Por Mário Ferreira Neto*
Ironicamente desde o início do ano a grande mídia nos inunda com uma enxurrada de manchetes sobre a seca paulista em abordagens superficiais explicando para a população apenas como "falta de chuvas", mas a queda nas precipitações do último verão está longe de ser a regra para o clima desta região. O que pode ter 'quebrado' o grande corredor de rios voadores em formato de bumerangue que costuma existir nos verões da América do Sul?
A expressão 'rios voadores' foi criada pelo pesquisador José Marengo (Inpe) ao se referir à grande quantidade de água na forma de vapor carregada ao centro-sul do Brasil com uma massa de ar quente (Massa Equatorial Continental - mEc) proveniente da floresta amazônica. Neste começo de ano, a umidade que se desloca com a mEc não chegou a São Paulo e as chuvas ficaram bem abaixo das médias mensais esperadas para o período. Imagens de satélite do Cptec/Inpe das precipitações mensais (figura em anexo) mostram claramente que o bimestre janeiro/fevereiro de 2014 os habituais rios voadores não conseguiram chegar se comparados aos cinco anos anteriores.
As explicações para anormalidades climáticas como essa são diversas, mas convergem basicamente para o aquecimento global e a perda de cobertura florestal. Enquanto o aquecimento global influencia nas temperaturas médias da superfície do planeta podendo alterar a dinâmica das correntes marítimas e das massas de ar, o desmatamento reduz a umidade no ar devido ao fato de que, ao transpirarem, as florestas funcionam como verdadeiras 'bombas d´água' que liberam na atmosfera bilhões de litros na forma de vapor. Sendo assim, ambos os fenômenos parecem ocasionar mudanças nos padrões climáticos.
Segue um pequeno esboço com algumas hipóteses para este caso da seca paulista:
1. O aquecimento global; nos últimos 15 anos foram batidos quase todos os recordes históricos de maiores médias de temperaturas anuais medidos desde 1850; a amazônica enfrentou nos últimos anos a maior seca (2010) e as duas maiores cheias (2009 e 2012) desde o início das medições nos rios em 1902; estaria provocando alterações na dinâmica das massas de ar que atuam na América do Sul; neste contexto de temperaturas médias mais altas, a zona de influência da Massa Tropical Continental (mTc) vinda do Paraguai, pode ter se redimensionado estacionando o ar seco e impedindo a chegada da umidade da Amazônia, bem como aumentado as temperaturas médias nesta região provocando maior evaporação dos rios/reservatórios e aprofundando lençóis freáticos.
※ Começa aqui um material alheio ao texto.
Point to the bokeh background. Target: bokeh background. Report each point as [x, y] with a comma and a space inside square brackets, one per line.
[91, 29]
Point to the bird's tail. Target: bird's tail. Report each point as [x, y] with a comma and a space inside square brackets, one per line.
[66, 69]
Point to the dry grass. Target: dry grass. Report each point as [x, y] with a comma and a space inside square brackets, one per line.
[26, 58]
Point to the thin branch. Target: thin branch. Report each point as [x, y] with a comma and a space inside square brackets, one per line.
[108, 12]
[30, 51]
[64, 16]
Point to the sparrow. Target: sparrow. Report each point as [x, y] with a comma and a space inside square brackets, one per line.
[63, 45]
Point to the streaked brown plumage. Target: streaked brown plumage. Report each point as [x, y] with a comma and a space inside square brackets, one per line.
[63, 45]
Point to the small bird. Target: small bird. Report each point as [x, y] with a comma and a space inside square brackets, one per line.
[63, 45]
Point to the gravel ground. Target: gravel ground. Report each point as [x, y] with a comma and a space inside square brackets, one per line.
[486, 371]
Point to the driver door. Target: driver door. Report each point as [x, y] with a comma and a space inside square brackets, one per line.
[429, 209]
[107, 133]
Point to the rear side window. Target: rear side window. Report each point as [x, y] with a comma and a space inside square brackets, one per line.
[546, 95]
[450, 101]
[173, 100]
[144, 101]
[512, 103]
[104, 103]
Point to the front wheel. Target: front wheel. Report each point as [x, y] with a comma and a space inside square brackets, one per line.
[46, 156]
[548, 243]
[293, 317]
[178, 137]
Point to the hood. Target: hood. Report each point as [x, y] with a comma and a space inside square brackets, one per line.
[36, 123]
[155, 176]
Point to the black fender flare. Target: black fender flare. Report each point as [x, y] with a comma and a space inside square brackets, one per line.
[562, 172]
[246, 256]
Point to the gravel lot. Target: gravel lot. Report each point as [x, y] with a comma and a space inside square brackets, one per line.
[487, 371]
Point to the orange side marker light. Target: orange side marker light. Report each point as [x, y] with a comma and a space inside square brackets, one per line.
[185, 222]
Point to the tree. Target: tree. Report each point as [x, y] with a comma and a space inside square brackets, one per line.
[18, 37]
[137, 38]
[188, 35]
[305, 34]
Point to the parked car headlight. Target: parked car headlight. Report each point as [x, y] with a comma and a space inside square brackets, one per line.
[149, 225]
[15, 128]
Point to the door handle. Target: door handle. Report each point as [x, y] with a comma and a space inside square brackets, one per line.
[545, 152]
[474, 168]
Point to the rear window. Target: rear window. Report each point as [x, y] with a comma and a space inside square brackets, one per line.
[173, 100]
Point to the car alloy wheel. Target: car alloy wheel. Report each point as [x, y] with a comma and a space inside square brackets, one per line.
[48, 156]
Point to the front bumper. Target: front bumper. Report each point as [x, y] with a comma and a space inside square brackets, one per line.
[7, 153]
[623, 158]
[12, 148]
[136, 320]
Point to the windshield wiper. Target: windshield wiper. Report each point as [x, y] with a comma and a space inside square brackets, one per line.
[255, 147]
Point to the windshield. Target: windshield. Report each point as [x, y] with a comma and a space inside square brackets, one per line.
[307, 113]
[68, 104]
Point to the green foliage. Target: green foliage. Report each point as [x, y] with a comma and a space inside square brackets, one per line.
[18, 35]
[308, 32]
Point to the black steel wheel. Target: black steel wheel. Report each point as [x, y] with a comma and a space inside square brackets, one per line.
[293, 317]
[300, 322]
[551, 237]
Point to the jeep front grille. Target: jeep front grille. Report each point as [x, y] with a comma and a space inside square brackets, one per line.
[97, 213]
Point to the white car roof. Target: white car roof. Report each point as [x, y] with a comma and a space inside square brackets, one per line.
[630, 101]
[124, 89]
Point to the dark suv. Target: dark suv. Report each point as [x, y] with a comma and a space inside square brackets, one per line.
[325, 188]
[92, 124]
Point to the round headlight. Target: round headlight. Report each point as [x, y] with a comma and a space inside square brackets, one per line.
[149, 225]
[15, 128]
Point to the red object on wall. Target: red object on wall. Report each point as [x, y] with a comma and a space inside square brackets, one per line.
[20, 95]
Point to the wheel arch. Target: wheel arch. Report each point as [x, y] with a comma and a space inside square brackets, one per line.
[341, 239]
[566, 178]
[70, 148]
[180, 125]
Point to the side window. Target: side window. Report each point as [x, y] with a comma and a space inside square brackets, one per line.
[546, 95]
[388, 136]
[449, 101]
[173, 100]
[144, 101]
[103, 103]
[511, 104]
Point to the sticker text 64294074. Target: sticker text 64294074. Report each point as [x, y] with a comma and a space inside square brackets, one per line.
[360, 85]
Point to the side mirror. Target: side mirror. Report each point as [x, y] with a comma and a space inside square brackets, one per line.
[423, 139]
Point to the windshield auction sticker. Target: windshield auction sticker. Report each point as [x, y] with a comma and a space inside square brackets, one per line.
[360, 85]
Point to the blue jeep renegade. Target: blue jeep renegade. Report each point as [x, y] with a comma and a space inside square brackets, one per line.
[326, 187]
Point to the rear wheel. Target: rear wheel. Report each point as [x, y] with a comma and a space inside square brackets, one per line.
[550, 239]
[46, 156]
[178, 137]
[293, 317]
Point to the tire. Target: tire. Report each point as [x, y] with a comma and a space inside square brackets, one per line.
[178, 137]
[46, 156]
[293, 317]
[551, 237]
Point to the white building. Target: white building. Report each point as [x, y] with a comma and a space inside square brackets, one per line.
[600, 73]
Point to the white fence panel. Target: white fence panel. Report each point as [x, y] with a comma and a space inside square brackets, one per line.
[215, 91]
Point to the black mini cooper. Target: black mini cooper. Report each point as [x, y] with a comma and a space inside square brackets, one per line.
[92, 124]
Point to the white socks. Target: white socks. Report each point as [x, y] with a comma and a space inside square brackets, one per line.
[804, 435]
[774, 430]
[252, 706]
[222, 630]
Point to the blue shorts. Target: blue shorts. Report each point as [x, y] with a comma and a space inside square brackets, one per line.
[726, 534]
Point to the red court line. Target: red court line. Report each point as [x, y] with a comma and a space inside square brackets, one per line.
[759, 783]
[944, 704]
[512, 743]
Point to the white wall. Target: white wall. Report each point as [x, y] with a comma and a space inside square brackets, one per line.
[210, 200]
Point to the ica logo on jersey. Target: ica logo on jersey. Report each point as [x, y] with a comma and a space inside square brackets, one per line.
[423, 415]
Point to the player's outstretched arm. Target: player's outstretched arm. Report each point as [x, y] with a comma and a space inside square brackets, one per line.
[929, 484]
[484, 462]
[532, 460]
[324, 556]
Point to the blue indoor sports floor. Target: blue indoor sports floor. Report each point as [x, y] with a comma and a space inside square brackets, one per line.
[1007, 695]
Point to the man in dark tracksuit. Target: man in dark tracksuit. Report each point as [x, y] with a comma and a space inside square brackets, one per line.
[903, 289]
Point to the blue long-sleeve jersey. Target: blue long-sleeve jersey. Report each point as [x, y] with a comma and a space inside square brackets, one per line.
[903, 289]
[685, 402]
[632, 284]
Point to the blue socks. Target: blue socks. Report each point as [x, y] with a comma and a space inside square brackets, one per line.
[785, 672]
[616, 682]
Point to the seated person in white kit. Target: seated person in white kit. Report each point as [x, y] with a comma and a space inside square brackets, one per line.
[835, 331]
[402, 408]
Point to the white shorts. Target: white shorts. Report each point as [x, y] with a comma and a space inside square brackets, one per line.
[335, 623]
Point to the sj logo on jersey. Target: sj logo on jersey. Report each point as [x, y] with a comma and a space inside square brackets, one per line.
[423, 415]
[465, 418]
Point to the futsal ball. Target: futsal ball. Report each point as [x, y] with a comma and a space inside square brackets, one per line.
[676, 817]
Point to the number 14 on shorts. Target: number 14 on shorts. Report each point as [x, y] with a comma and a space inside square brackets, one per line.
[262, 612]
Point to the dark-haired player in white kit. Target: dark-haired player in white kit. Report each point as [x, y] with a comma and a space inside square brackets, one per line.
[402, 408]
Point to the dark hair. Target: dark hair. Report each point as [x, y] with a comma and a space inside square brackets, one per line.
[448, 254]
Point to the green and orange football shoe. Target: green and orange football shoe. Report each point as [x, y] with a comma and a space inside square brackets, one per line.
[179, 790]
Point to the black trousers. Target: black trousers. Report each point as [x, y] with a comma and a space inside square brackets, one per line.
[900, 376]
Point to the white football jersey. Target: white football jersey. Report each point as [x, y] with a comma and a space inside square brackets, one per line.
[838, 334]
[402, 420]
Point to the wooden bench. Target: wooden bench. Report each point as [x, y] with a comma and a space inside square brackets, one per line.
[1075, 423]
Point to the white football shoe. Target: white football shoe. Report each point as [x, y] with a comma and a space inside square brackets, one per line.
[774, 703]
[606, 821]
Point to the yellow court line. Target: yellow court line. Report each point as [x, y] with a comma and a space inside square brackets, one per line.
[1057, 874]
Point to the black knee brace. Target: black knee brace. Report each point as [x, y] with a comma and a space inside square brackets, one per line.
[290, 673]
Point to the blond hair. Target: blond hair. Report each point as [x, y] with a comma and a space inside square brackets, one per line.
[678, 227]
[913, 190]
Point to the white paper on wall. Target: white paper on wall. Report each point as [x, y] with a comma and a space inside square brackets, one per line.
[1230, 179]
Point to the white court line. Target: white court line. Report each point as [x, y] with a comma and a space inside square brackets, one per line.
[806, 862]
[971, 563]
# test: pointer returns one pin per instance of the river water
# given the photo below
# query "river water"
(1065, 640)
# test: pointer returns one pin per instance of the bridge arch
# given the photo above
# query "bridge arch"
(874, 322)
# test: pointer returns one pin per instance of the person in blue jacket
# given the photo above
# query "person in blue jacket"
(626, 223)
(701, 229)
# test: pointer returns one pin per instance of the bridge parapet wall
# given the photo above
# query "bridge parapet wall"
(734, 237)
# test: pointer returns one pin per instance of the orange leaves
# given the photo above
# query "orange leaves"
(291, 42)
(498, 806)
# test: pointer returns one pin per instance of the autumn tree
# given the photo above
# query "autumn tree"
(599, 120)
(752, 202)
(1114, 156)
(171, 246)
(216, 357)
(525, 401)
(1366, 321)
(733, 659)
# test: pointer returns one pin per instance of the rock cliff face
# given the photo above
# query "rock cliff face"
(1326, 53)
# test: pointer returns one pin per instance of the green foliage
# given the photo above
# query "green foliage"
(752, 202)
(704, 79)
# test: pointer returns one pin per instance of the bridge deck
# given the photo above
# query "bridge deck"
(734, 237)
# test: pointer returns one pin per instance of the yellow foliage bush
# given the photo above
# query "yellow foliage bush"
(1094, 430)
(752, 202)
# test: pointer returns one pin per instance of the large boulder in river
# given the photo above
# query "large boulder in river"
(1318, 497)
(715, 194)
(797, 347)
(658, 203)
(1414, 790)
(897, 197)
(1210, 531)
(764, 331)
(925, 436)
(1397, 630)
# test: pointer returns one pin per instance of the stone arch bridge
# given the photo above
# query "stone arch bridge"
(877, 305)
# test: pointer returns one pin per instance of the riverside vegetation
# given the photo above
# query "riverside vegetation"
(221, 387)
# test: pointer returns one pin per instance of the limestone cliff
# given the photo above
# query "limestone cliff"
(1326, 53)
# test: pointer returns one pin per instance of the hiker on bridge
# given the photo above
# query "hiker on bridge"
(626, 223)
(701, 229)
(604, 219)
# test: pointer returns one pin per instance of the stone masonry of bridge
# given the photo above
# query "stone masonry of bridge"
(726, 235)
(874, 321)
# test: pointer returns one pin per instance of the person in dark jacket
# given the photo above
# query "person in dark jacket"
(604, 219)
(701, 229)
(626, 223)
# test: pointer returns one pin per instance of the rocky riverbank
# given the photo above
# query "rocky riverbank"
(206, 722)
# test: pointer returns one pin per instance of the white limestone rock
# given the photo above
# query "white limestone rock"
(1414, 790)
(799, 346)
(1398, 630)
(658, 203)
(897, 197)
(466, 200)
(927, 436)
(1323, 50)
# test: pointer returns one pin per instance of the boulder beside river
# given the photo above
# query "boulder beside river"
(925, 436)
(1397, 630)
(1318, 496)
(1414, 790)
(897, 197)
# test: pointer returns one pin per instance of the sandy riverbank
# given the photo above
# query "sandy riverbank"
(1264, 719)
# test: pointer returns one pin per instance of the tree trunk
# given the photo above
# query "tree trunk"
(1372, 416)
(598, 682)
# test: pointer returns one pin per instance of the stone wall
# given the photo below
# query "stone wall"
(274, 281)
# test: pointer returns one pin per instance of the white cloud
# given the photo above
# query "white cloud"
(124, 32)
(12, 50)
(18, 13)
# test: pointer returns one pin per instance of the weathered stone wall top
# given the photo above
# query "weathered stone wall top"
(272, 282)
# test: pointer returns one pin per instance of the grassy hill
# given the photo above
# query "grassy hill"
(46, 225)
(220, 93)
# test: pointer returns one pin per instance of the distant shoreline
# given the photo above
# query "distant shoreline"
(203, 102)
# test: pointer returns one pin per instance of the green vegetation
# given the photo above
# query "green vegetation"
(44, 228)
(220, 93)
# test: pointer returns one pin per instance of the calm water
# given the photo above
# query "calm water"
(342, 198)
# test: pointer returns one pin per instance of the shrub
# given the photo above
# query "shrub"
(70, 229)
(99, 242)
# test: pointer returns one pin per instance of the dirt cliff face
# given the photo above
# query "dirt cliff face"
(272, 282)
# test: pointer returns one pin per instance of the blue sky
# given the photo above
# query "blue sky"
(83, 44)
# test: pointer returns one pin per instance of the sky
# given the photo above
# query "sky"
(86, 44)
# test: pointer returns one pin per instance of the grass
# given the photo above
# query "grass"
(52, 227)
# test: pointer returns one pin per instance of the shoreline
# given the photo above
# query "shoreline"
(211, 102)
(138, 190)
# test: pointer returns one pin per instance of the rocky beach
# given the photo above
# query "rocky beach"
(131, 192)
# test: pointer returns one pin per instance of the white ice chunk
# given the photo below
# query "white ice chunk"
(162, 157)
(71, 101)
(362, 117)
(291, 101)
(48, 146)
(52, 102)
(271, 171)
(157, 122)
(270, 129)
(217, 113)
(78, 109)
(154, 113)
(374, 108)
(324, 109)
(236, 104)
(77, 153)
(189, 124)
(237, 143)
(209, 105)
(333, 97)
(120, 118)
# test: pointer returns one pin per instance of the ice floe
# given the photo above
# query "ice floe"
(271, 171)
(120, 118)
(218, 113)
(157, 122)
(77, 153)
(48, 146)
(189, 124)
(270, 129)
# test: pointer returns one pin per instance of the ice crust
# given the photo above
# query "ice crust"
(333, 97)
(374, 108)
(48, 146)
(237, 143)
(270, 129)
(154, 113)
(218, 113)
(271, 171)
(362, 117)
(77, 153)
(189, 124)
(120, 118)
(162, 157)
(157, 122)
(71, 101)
2. O desmatamento de 22% da floresta Amazônica brasileira (IBGE/Prodes), 47% do Cerrado (MMA) e 91,5% da Mata Atlântica (SOS Mata Atlântica) fez com que essas coberturas vegetais deixassem de prestar importantes serviços ambientais como a regulação das temperaturas médias e o 'bombeamento' de imensa quantidade de vapor d´água para atmosfera resultando nos rios voadores e nas chuvas em São Paulo durante o verão.
3. O aumento da urbanização do Centro-Sul brasileiro provocaria uma somatória de ilhas de calor aumentando as temperaturas médias e a taxa de evaporação dos rios e reservatórios.
4. O aumento da população e do consumo de água - a população do estado de São Paulo cresceu 4,2 milhões de 2000 a 2010 (IBGE);
5. Outros eventos não elencados ou desconhecidos;
6. Somatória dos fatores citados.
Em janeiro de 2008 houve um padrão de distribuição de chuvas um pouco semelhante ao que ocorreu este ano, os rios voadores não chegaram a São Paulo, no entanto nos verões seguintes (2009-2013) a umidade vinda da Amazônia se restabeleceu. Nos últimos anos, os pesquisadores Philip Fearnside (Inpa) e Antonio Nobre (Inpe) vêm atentando para evidências de relações bilaterais entre a floresta amazônica e as mudanças climáticas, porém sem grande atenção da mídia. A estiagem virou até motivo de disputa política, mas com um reducionismo da questão. O fato é que os meios de comunicação não se preocuparam em iniciar uma reflexão e discussão com a população sobre as possíveis causas, a maior parte da informação é passada de maneira reduzida e incompleta, o que compromete a conscientização para mudanças nas matrizes energéticas dos países, nas estratégias de conservação/valorização dos serviços ambientais de grandes biomas e na atitude de cada pessoa diante do novo panorama socioambiental.